Pular para o conteúdo principal

Jair Bolsonaro age com a autoridade de um emissário de Deus

por Ricardo Mariano
para Folha de S.Paulo

De acordo com o Datafolha, no segundo turno, 60% dos votos válidos dos evangélicos deverão ser no candidato do PSL contra 25% no petista, Fernando Haddad. Diante de tais números, vale analisarmos o entusiasmado apoio de vários líderes evangélicos, já no primeiro turno, a Jair Bolsonaro, apólogo contumaz da ditadura militar, da tortura e de torturadores.

Há, se olharmos em perspectiva, afinidades ideológicas de evangélicos de matiz conservadora com Bolsonaro que extrapolam o batismo do capitão reformado oficiado pelo pastor Everardo, presidente do PSC, e a filiação religiosa da esposa e dos filhos.

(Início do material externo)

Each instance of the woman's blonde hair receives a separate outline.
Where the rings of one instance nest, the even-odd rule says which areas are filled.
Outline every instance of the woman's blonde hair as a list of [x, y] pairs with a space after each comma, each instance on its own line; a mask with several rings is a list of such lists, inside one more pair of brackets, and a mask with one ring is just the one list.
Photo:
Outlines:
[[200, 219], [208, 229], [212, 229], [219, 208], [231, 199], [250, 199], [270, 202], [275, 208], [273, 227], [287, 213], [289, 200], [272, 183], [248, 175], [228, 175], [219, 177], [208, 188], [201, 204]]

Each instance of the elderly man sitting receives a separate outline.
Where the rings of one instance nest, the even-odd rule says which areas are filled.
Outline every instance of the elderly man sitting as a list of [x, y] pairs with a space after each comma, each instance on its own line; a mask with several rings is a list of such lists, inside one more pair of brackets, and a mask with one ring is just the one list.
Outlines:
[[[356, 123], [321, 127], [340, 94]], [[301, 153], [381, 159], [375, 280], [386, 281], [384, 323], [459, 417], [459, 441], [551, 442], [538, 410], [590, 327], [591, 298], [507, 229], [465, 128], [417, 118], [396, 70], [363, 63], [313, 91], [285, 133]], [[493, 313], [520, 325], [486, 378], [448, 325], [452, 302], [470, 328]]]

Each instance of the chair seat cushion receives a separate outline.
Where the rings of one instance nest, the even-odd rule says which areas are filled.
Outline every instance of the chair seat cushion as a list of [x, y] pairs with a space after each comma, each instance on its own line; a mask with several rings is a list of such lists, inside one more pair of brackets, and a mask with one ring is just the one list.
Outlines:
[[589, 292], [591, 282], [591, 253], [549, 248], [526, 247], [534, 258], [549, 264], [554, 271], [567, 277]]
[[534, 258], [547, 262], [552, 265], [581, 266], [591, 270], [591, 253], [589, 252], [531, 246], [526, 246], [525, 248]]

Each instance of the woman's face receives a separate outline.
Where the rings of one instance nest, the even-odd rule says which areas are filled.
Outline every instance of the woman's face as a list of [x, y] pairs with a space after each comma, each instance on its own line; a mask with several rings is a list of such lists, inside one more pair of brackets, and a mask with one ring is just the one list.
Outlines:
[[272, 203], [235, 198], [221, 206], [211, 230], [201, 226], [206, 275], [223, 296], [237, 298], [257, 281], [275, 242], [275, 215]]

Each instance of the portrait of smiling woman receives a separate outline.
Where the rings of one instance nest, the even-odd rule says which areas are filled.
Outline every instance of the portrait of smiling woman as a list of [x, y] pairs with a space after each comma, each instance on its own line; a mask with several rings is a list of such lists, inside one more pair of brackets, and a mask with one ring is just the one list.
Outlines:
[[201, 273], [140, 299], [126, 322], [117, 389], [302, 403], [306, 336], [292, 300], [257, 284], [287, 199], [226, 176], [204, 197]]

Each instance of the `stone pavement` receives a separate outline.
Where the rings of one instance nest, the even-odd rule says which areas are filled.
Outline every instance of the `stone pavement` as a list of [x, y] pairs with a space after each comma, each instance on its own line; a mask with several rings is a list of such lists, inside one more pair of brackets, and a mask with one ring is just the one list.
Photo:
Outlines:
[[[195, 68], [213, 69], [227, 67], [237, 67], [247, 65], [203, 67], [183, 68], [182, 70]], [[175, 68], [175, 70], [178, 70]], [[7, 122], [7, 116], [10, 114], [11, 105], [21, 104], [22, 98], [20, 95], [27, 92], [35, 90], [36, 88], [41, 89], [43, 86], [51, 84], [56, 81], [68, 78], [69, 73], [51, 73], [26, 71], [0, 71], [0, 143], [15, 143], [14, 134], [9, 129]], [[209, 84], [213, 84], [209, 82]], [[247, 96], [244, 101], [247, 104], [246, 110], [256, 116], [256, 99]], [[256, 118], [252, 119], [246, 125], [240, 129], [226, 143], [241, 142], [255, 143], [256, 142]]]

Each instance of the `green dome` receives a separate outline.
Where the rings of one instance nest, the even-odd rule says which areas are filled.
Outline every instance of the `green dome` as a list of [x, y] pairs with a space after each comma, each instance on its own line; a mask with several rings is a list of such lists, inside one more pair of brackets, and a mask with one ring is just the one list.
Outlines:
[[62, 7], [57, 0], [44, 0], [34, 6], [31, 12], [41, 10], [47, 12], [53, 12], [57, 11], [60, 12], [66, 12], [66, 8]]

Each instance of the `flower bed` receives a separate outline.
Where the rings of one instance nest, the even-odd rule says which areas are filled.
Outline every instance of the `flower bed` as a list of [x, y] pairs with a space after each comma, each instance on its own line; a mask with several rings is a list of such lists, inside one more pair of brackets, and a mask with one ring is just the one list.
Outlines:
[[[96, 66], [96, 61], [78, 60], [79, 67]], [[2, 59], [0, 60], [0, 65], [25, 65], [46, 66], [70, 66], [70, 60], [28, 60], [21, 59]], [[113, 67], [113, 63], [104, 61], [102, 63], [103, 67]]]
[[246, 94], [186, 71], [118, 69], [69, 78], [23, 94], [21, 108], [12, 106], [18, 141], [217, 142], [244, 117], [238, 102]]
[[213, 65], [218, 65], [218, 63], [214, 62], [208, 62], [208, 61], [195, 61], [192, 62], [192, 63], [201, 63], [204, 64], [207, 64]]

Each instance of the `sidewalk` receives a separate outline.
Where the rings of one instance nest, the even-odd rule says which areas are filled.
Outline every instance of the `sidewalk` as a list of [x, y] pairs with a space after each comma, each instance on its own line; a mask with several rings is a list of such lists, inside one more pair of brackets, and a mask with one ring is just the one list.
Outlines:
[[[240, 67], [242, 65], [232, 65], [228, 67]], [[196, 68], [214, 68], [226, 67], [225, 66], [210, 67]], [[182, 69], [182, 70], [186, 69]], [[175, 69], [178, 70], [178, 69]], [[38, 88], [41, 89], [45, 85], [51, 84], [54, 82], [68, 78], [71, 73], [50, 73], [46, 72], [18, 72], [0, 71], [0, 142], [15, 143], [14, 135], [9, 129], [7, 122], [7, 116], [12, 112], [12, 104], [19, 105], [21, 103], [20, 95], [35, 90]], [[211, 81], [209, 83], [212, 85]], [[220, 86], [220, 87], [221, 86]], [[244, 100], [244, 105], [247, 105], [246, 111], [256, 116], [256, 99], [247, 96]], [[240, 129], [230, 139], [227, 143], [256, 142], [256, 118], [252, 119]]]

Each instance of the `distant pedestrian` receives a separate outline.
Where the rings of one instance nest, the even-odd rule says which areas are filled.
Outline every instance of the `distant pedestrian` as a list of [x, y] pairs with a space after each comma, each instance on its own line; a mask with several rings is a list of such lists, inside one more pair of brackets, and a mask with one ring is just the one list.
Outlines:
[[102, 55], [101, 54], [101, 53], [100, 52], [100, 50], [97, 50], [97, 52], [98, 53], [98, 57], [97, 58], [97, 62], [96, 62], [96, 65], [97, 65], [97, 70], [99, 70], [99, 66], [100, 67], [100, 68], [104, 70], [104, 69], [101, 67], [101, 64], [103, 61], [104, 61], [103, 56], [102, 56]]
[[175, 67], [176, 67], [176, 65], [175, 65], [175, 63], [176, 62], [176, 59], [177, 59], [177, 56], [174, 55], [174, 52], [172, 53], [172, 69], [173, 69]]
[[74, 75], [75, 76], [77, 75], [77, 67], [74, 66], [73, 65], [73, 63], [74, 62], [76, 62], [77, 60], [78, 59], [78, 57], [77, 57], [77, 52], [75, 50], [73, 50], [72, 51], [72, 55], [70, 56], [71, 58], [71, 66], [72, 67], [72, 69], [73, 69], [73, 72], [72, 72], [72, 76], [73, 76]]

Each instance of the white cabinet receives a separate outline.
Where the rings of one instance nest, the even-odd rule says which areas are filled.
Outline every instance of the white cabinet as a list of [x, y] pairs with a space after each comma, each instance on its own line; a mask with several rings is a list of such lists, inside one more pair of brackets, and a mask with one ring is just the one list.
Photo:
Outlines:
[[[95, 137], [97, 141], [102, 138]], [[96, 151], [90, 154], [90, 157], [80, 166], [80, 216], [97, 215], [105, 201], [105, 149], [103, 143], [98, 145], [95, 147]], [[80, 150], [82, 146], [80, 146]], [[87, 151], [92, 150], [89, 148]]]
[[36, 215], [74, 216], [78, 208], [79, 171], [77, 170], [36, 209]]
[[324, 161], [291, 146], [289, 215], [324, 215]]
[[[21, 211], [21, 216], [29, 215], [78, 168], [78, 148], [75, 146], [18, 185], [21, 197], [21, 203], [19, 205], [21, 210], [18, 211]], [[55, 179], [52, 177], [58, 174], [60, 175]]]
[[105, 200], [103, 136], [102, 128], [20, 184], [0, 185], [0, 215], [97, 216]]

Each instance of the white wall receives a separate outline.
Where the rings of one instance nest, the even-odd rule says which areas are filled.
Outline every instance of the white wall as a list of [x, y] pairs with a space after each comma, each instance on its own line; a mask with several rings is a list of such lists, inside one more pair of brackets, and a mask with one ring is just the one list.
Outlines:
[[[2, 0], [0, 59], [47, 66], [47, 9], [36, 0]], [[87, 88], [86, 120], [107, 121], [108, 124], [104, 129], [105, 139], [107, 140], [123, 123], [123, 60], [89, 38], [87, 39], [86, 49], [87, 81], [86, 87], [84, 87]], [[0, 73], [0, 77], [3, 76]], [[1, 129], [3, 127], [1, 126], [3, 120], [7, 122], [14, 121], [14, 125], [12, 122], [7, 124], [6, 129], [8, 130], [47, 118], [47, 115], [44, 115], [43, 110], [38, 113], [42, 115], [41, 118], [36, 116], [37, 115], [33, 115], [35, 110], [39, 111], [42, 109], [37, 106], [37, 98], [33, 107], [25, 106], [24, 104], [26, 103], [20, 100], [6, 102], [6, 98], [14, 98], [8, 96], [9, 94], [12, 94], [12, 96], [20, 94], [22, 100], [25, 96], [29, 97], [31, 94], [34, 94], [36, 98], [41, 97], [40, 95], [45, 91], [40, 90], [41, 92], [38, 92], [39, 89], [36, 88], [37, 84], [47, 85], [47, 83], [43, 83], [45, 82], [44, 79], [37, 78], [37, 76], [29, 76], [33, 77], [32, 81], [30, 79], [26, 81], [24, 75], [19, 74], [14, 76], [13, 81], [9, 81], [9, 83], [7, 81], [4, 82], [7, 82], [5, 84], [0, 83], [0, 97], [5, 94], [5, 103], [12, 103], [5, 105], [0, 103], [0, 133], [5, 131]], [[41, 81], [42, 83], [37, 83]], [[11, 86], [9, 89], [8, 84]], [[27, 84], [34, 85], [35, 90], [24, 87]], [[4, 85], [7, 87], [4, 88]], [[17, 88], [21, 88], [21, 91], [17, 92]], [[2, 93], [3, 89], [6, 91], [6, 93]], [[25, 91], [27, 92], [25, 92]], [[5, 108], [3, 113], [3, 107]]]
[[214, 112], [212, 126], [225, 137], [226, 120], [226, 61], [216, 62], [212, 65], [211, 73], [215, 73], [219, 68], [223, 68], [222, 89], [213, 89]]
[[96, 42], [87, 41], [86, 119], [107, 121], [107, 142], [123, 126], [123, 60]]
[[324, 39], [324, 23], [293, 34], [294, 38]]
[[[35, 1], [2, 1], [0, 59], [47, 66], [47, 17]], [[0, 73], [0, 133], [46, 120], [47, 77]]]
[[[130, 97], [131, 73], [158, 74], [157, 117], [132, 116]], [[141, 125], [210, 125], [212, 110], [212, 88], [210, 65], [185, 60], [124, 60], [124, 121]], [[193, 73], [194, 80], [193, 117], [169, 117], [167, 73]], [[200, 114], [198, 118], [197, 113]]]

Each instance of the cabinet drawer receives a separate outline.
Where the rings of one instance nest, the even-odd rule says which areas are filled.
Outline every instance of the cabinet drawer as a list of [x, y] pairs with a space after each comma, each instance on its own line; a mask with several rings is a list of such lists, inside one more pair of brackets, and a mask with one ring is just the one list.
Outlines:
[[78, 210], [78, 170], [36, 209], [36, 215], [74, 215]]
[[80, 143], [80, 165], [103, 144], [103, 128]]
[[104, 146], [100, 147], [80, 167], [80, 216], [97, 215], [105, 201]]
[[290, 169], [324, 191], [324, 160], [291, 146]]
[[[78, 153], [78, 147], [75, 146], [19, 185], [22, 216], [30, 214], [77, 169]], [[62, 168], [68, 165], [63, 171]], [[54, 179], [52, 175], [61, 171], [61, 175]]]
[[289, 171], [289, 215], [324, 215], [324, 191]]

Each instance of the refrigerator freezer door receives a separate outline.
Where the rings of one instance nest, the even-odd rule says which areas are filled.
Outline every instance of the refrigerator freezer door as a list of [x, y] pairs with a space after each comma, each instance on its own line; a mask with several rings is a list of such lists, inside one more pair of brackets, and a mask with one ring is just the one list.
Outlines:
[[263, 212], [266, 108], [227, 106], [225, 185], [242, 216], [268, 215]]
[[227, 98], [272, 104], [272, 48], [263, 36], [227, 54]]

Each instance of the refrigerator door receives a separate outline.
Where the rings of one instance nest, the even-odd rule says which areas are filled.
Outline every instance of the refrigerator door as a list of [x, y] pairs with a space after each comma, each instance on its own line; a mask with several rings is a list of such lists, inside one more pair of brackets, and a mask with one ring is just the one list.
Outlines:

E elas se somam ao crescente alinhamento evangélico à direita resultante dos embates de seus porta-vozes mais conhecidos com governos petistas e de seu posicionamento frente à polarização política e às reivindicações identitárias.

Historicamente, as igrejas evangélicas, com raras exceções, apoiaram a ditadura e a doutrina de segurança nacional contra o “perigo comunista”. 

Pastor Marco Feliciano (PODE/SP) a legitima afirmando que “não houve ditadura no nosso país”. O assembleiano Victório Galli (PSC/MT) edulcora o devaneio: “quem viveu aquele tempo tem saudade do sistema de governo que era. Não tinha corrupção, não tinha ladroagem, nem essa viadagem”. “No regime militar”, exalta o capitão reformado, “restabeleceu-se o progresso, a ordem, a disciplina e a hierarquia”.

Para justificar o apoio à atual chapa de militares à Presidência e demonizar seus adversários, invocam, por exemplo, teorias conspiratórias sobre a “Ursal”, de Olavo de Carvalho. Pastores garantem que os petistas almejam implantar o comunismo soviético ou venezuelano no Brasil, perseguir os cristãos, destruir a família, abolir o direito dos pais de educar os filhos, reorientar a sexualidade das crianças.

Indignados e inconformados diante do avanço do pluralismo cultural, das reivindicações feministas e LGBTs e das mudanças nos arranjos familiares e nas relações de gênero, tencionam fazer prevalecer sua moralidade privada no ordenamento jurídico pelo controle das instituições políticas.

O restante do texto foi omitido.